On m’invite à lire ce livre. Le premier en entrant dans les librairies. Sa part de fiction, une attaque sur le capital information, plus de données, plus d’argent. Un raz-de marée informatique qui nous paralyserait et nous permettrait de savoir enfin qui nous sommes en nous privant des données qui font de toute vie une “second life”, ce jeu-programme qui avait eu du succès avant l’arrivée au pouvoir d’Obama.

 

Clinton pâlit.

 

Il y en a toujours un qui pâlit.

 

Obama ne prendra bientôt plus la peine de briller.

 

Il réapparait, ces dernières semaines dans la campagne de son « ami » Joe Biden. La puissance fine et subtile de ses discours fait merveille et nous réchauffe quelque chose qui doit être le coeur. Il est très présent, très crédible, invite les gens souvent nommés « folks » par son candidat à voter. Vote, vote, vote. C’est une leçon, des kilomètres de file d’attente, sans le  « hope », juste une histoire de justesse et de renversement.
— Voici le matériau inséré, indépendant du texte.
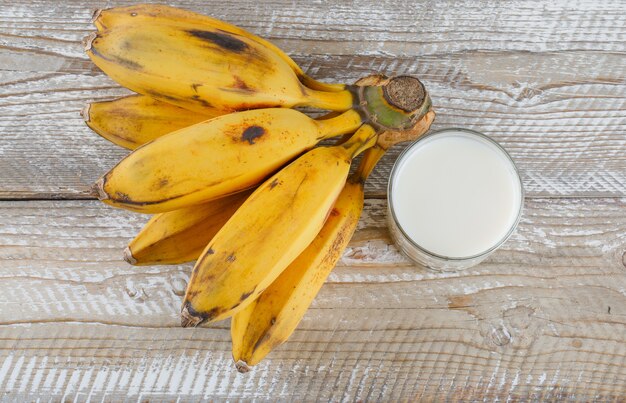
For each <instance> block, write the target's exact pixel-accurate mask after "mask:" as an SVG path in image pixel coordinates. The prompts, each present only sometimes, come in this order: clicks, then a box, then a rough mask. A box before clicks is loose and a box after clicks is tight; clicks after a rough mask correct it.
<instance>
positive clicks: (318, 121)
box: [316, 109, 363, 140]
mask: <svg viewBox="0 0 626 403" xmlns="http://www.w3.org/2000/svg"><path fill="white" fill-rule="evenodd" d="M316 122H317V126H318V127H319V132H320V135H321V137H320V140H322V139H328V138H331V137H335V136H339V135H341V134H346V133H353V132H354V131H355V130H356V129H358V128H359V126H361V125H362V124H363V117H362V116H361V114H360V113H359V112H357V111H356V110H354V109H349V110H347V111H345V112H344V113H342V114H340V115H338V116H335V117H332V118H328V119H323V120H316Z"/></svg>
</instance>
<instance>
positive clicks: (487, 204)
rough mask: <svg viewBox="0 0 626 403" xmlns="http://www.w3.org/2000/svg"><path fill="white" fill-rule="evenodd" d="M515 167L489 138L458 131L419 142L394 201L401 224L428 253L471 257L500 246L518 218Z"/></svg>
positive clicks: (396, 181)
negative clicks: (487, 139) (501, 240)
mask: <svg viewBox="0 0 626 403" xmlns="http://www.w3.org/2000/svg"><path fill="white" fill-rule="evenodd" d="M521 200H522V194H521V184H520V180H519V176H518V174H517V173H516V171H515V167H514V165H513V164H512V162H511V161H510V160H509V158H508V157H507V156H506V154H505V153H504V152H502V150H501V149H500V148H498V147H497V146H496V145H495V144H492V143H491V142H489V141H488V140H486V139H483V138H482V137H479V136H477V135H473V134H471V133H466V132H462V131H457V130H451V131H445V132H441V133H438V134H435V135H433V136H430V137H428V138H425V139H424V140H422V141H420V142H418V143H417V144H416V145H415V146H413V147H412V148H411V149H410V150H409V151H408V152H407V153H406V154H404V156H403V158H402V160H401V161H399V162H398V166H397V167H396V173H395V175H394V178H393V183H392V194H391V203H392V208H393V210H394V212H395V216H396V219H397V222H398V225H399V226H400V227H401V228H402V230H403V231H404V232H405V233H406V235H407V236H408V237H409V238H411V239H412V240H413V241H414V242H415V243H416V244H417V245H419V246H420V247H421V248H423V249H426V250H427V251H429V252H431V253H434V254H437V255H442V256H447V257H453V258H463V257H470V256H475V255H478V254H481V253H483V252H486V251H487V250H489V249H491V248H492V247H494V246H496V245H497V244H498V243H499V242H500V241H501V240H502V239H503V238H504V237H505V236H506V235H507V234H508V232H509V231H510V229H511V227H513V226H514V225H515V223H516V221H517V216H518V213H519V210H520V207H521V206H520V204H521Z"/></svg>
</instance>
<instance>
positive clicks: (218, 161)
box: [95, 108, 362, 213]
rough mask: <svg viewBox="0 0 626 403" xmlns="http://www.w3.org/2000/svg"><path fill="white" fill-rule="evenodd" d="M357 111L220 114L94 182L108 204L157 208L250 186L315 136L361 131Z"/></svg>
mask: <svg viewBox="0 0 626 403" xmlns="http://www.w3.org/2000/svg"><path fill="white" fill-rule="evenodd" d="M361 124H362V116H361V115H360V114H359V112H357V111H355V110H349V111H346V112H344V113H342V114H341V115H339V116H337V117H334V118H330V119H325V120H319V121H316V120H314V119H311V118H310V117H308V116H307V115H305V114H303V113H301V112H299V111H296V110H293V109H283V108H268V109H255V110H250V111H244V112H236V113H231V114H228V115H223V116H219V117H216V118H214V119H211V120H207V121H205V122H201V123H198V124H195V125H193V126H189V127H186V128H183V129H181V130H178V131H175V132H173V133H169V134H167V135H165V136H162V137H160V138H158V139H156V140H154V141H152V142H150V143H149V144H146V145H145V146H143V147H140V148H138V149H136V150H135V151H133V152H132V153H131V154H130V155H128V156H127V157H126V158H124V159H123V160H122V161H121V162H119V163H118V164H117V165H116V166H115V167H114V168H113V169H111V170H110V171H109V172H108V173H107V174H105V175H104V176H103V177H102V178H100V179H99V180H98V181H97V182H96V185H95V190H96V191H97V193H98V196H99V198H100V199H101V200H103V201H104V202H105V203H107V204H110V205H113V206H116V207H122V208H126V209H129V210H133V211H138V212H145V213H160V212H164V211H170V210H174V209H178V208H181V207H186V206H190V205H194V204H199V203H202V202H205V201H210V200H213V199H216V198H219V197H222V196H225V195H228V194H231V193H235V192H238V191H241V190H244V189H247V188H250V187H252V186H254V185H256V184H257V183H259V182H260V181H262V180H263V179H264V178H266V177H267V176H269V175H270V174H272V173H273V172H274V171H276V170H277V169H278V168H280V167H281V166H283V165H284V164H285V163H286V162H288V161H289V160H291V159H293V158H294V157H296V156H298V155H299V154H301V153H302V152H303V151H305V150H307V149H309V148H311V147H313V146H314V145H315V144H316V143H317V142H318V141H320V140H322V139H324V138H329V137H333V136H337V135H340V134H345V133H349V132H352V131H354V130H356V129H357V128H358V127H359V126H360V125H361Z"/></svg>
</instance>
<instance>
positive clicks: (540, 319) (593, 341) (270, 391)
mask: <svg viewBox="0 0 626 403" xmlns="http://www.w3.org/2000/svg"><path fill="white" fill-rule="evenodd" d="M385 210H386V203H385V202H384V201H382V200H369V201H367V202H366V208H365V211H364V215H363V218H362V220H361V223H360V225H359V229H358V231H357V233H356V235H355V237H354V239H353V240H352V242H351V244H350V246H349V248H348V250H347V252H346V254H345V256H344V257H343V259H342V261H341V263H340V265H339V267H338V268H337V269H336V270H335V271H334V272H333V273H332V274H331V276H330V278H329V280H328V282H327V284H326V285H325V286H324V287H323V289H322V291H321V293H320V294H319V295H318V298H317V299H316V300H315V302H314V304H313V307H312V309H310V310H309V312H308V313H307V315H306V317H305V319H304V320H303V322H302V323H301V325H300V327H299V329H298V331H296V333H295V334H294V335H293V337H292V339H291V340H290V341H289V342H288V343H286V344H284V345H283V346H281V347H280V348H279V349H278V350H277V351H275V352H274V353H272V354H271V355H270V356H269V358H268V359H267V361H266V362H264V363H262V364H261V365H259V366H258V367H256V368H255V369H253V371H251V372H250V373H248V374H238V373H237V372H236V370H235V369H234V366H233V364H232V362H231V357H230V344H229V331H228V321H226V322H222V323H218V324H216V325H214V326H211V327H210V328H202V329H200V328H199V329H181V328H179V318H178V312H179V306H180V302H181V298H182V294H183V292H184V287H185V284H186V281H187V279H188V275H189V272H190V266H189V265H182V266H157V267H148V268H145V267H143V268H138V267H131V266H129V265H127V264H126V263H125V262H123V261H122V260H121V257H120V255H121V250H122V248H123V246H124V245H125V243H126V242H127V241H128V239H129V238H130V237H132V236H133V234H134V233H135V232H136V231H137V230H138V229H139V227H140V226H141V224H142V223H143V222H144V221H145V217H143V216H139V215H132V214H130V213H126V212H122V211H119V210H113V209H111V208H108V207H105V206H102V205H100V204H99V203H97V202H94V201H82V202H81V201H56V202H51V201H39V202H19V201H15V202H4V203H2V204H0V244H1V245H3V246H2V248H0V275H1V276H2V283H1V284H2V286H1V290H2V292H0V306H1V307H2V310H1V311H0V390H3V391H5V392H6V393H8V394H7V395H5V396H6V397H7V398H9V399H15V400H22V399H25V400H29V399H28V398H29V397H32V396H33V395H32V392H33V391H37V393H38V395H43V396H46V397H48V398H50V399H53V400H59V399H61V398H62V397H68V398H71V399H73V398H74V397H77V398H78V400H84V399H86V398H87V397H91V398H93V400H96V401H100V400H102V399H104V400H107V401H108V400H111V401H115V400H119V399H122V398H124V397H126V396H128V397H129V398H130V399H131V400H143V399H145V400H159V399H165V398H167V399H170V400H171V399H175V398H176V396H181V397H183V398H200V397H204V398H231V399H234V398H253V397H256V398H259V399H261V400H270V401H273V400H276V399H288V398H289V399H293V400H295V401H302V400H328V399H332V400H346V401H353V400H357V399H363V400H371V401H379V400H387V401H388V400H393V399H396V398H404V399H407V400H414V399H416V398H423V399H426V400H432V399H436V400H444V399H448V400H457V399H464V400H486V401H493V400H494V399H500V400H502V401H504V400H506V399H509V398H511V399H514V400H515V399H528V398H532V399H536V400H544V399H570V400H581V401H582V400H597V401H608V400H615V401H619V400H621V399H622V398H624V391H626V343H625V335H626V310H625V308H626V277H625V276H624V273H625V271H626V267H625V265H626V198H621V199H620V198H606V199H589V198H585V199H572V198H564V199H533V200H530V201H528V202H527V203H526V212H525V216H524V218H523V220H522V222H521V224H520V227H519V230H518V232H517V233H516V234H514V235H513V237H512V238H511V239H510V240H509V241H508V242H507V243H506V244H505V245H504V247H503V248H502V249H501V250H499V251H497V252H496V253H495V254H494V255H492V257H490V258H489V259H488V260H487V261H486V262H484V263H483V264H481V265H479V266H477V267H475V268H473V269H469V270H467V271H464V272H460V273H434V272H430V271H425V270H422V269H418V268H416V267H413V266H411V265H410V263H409V262H408V261H407V260H406V259H405V258H404V257H403V256H402V255H400V254H399V253H398V252H397V250H396V249H395V247H394V246H393V245H392V243H391V241H390V239H389V237H388V234H387V230H386V226H385Z"/></svg>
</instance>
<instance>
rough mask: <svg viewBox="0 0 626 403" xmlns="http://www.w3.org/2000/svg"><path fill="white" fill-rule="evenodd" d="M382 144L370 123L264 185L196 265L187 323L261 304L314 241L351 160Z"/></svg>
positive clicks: (228, 312) (281, 173) (220, 317)
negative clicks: (246, 305) (347, 138)
mask: <svg viewBox="0 0 626 403" xmlns="http://www.w3.org/2000/svg"><path fill="white" fill-rule="evenodd" d="M375 142H376V131H375V130H374V129H373V128H372V127H371V126H369V125H363V126H361V127H360V128H359V130H357V132H356V133H355V134H354V136H353V137H352V138H351V139H350V140H348V141H347V142H346V143H344V144H342V145H338V146H333V147H318V148H315V149H313V150H311V151H309V152H307V153H306V154H304V155H302V156H301V157H300V158H298V159H297V160H295V161H294V162H293V163H291V164H290V165H288V166H287V167H285V168H283V169H282V170H281V171H279V172H278V173H277V174H275V175H274V176H272V177H271V178H269V179H268V180H267V181H266V182H264V183H263V184H262V185H261V186H259V188H258V189H257V190H256V191H255V192H254V193H252V195H251V196H250V197H249V198H248V199H247V200H246V201H245V202H244V203H243V205H242V206H241V207H240V208H239V209H238V210H237V212H236V213H235V214H234V215H233V216H232V218H231V219H230V220H228V222H227V223H226V224H225V225H224V227H222V229H221V230H220V231H219V232H218V233H217V234H216V235H215V237H214V238H213V240H212V241H211V242H210V243H209V244H208V245H207V247H206V249H205V250H204V251H203V253H202V255H201V256H200V258H199V259H198V261H197V262H196V265H195V267H194V269H193V272H192V274H191V278H190V280H189V284H188V286H187V291H186V294H185V299H184V301H183V307H182V312H181V325H182V326H183V327H188V326H197V325H198V324H200V323H202V322H207V321H208V322H212V321H217V320H221V319H224V318H226V317H229V316H231V315H233V314H234V313H236V312H237V311H238V310H241V309H243V308H245V306H246V305H248V304H249V303H251V302H252V301H254V299H256V297H258V295H259V294H260V293H261V292H262V291H263V290H264V289H265V288H266V287H267V286H269V285H270V284H271V283H272V281H273V280H274V279H276V277H278V275H279V274H280V273H281V272H282V271H283V270H284V269H285V268H286V267H287V266H288V265H289V264H290V263H291V261H293V260H294V259H295V258H296V257H297V256H298V255H299V254H300V252H302V251H303V250H304V249H305V248H306V246H307V245H308V244H309V243H311V241H312V240H313V239H314V238H315V236H316V235H317V233H318V232H319V231H320V229H321V228H322V225H323V224H324V221H325V220H326V217H327V216H328V214H329V213H330V211H331V209H332V206H333V204H334V202H335V200H336V199H337V196H338V195H339V193H340V192H341V189H342V188H343V185H344V183H345V181H346V179H347V177H348V172H349V169H350V163H351V160H352V158H354V156H356V155H357V154H358V153H360V152H361V151H363V150H364V149H366V148H368V147H371V146H372V145H374V144H375Z"/></svg>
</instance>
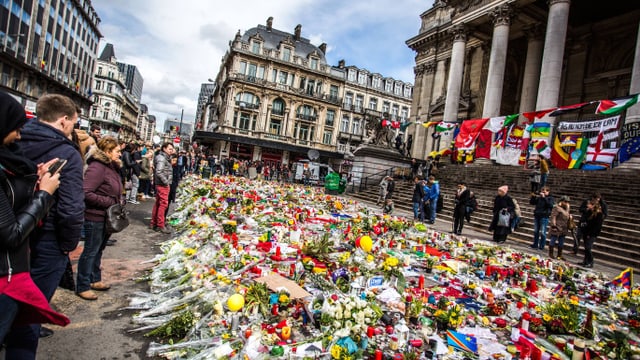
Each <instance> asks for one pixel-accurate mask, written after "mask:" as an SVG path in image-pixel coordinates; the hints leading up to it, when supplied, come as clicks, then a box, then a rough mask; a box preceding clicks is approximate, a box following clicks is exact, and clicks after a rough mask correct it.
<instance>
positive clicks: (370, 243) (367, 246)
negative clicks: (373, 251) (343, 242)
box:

Il ne faut pas désespérer d’ être raisonnable, de le devenir, ni d’exercer au mieux son intelligence. Les nuits étatsuniennes exhalent beaucoup de pauvreté et de lourdeur climatiques, mais ne nous en laissent pas moins percevoir une clarté qui ne serait qu’humaine. Obama, reprend sa route pour un temps et résume l’histoire à ses dépens mais non à ceux de son pays.